To find the speed of the ball after 1 second, we need to break down the initial velocity into its horizontal and vertical components.
Given: Initial velocity (v₀) = 10 m/s Launch angle (θ) = 30 degrees Time (t) = 1 second
The horizontal component of velocity (v_x) remains constant throughout the motion. It can be calculated using the formula:
v_x = v₀ * cos(θ)
Substituting the values:
v_x = 10 m/s * cos(30°) v_x = 10 m/s * √3/2 v_x = 5√3 m/s
The vertical component of velocity (v_y) changes due to the effect of gravity. We can calculate the vertical component using the formula:
v_y = v₀ * sin(θ) - g * t
where g is the acceleration due to gravity, approximately 9.8 m/s².

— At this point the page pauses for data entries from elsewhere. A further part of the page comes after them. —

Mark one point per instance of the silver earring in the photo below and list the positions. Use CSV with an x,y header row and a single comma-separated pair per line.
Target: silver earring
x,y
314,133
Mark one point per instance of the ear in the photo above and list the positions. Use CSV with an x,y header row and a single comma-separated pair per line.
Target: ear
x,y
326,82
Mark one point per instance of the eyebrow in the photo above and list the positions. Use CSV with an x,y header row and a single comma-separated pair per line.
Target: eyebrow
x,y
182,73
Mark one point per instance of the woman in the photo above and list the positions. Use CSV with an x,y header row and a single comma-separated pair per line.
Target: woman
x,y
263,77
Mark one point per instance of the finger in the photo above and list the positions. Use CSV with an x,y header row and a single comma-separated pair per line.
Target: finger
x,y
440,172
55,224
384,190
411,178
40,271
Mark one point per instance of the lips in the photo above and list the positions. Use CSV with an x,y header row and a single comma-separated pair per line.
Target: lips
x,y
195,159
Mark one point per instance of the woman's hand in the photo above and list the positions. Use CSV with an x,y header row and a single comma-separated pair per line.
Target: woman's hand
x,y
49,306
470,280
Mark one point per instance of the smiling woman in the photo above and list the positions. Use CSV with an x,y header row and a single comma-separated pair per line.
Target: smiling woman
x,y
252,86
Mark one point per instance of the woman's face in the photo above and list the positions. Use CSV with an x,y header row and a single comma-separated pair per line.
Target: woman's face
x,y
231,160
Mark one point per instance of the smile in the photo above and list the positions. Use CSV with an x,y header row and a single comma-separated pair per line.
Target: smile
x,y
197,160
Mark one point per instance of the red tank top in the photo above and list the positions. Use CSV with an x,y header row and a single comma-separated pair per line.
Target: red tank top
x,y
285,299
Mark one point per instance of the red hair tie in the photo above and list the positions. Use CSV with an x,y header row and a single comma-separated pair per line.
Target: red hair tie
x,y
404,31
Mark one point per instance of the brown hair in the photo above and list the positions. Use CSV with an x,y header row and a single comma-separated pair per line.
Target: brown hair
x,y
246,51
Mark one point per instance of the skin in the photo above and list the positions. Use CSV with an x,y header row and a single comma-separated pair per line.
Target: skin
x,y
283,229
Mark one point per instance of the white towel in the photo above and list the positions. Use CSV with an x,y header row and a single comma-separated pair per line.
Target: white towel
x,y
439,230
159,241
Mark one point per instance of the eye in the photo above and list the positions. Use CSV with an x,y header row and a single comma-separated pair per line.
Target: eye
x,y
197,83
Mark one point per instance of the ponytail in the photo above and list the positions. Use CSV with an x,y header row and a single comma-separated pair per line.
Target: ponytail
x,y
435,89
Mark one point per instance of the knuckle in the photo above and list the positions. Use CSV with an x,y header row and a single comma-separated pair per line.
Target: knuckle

v_y = 10 m/s * sin(30°) - 9.8 m/s² * 1 s v_y = 10 m/s * 0.5 - 9.8 m/s² v_y = 5 m/s - 9.8 m/s² v_y = -4.8 m/s
Note that the negative sign indicates that the velocity is directed downward.
To find the speed after 1 second, we can combine the horizontal and vertical components using the Pythagorean theorem:
speed = √(v_x² + v_y²)
Substituting the values:
speed = √((5√3 m/s)² + (-4.8 m/s)²) speed = √(75 m²/s² + 23.04 m²/s²) speed = √(98.04 m²/s²) speed ≈ 9.90 m/s
Therefore, the speed of the ball after 1 second is approximately 9.90 m/s.